Little is remembered today about the anti-immigrant “deportations” of Filipino workers from the fields of Washington’s Yakima Valley in 1927, but the story is more relevant than it has ever been. The men of the mob believed that since the Filipinos were brown-skinned and Asian, they should not be permitted to approach white women or compete with white men for jobs. The economic and sexual fears of the men were clear and openly expressed.
How did these 1927 deportations, now familiar to only a handful of researchers, end up erased from our history? Certainly the memory of these incidents is inconvenient and shameful, particularly the memory of the violence against the future comrades in arms of American soldiers at Corregidor and Bataan. Importantly, the racism underlying this shameful period of mass deportations is still with us—has never really left us.

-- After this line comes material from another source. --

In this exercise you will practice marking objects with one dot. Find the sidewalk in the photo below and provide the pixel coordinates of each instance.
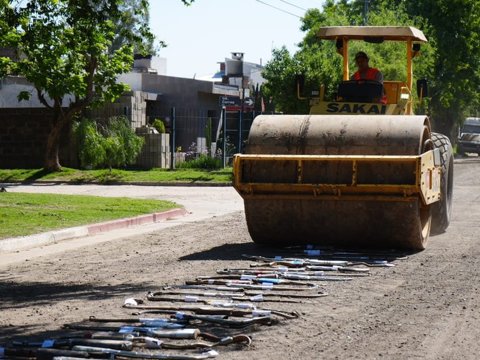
(46, 238)
(199, 203)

The deportations began outside the farm town of Toppenish, when a mob of 30 white men stormed the house of Ellis Peregrino, a local Filipino man married to a white woman. The mob demanded that farmworkers staying at the couple’s home leave the valley by midnight. Other mobs raided Filipino boardinghouses the same night, smashing furniture and beating young men, with the goal of “deporting” all Filipino farmworkers from the valley.
The Filipinos were in fact United States “nationals” able to work legally throughout the country. But the white men saw them as “imported labor.” When Congress passed the Oriental Exclusion Act in 1924, residents of the Philippines were not included in the ban on Asian immigration. As a result, hundreds of young Filipino men were soon traveling to Eastern Washington to fill the increasing need for farm labor. And the men of the mob were not happy.
The following night, as clouds blanketed the valley and a light rain fell, 150 white men outside Toppenish piled into more than 30 automobiles and set off for town. They rounded up small groups of Filipinos and ordered them out of the valley under the threat of death. Some were forced onto trains. Others fled on foot, as mob leaders announced they were ready to “go to any length” to rid the valley of “Orientals.”
By the next afternoon, only a few farmworkers remained, at their peril. Sheriff’s deputies described the mobs as armed and determined to kill every Filipino they found. Those in Toppenish were told that if they were found in the valley after dark, they would be hung. Over a dozen Filipino workers were taken to the county jail for protection. This had all begun on a Tuesday, and by Saturday morning, order had finally been restored. Ultimately, hundreds of Filipino immigrants were reportedly expelled. And the incident, unfortunately, was followed by other mob deportations in the nearby Wenatchee Valley in 1928 and 1929.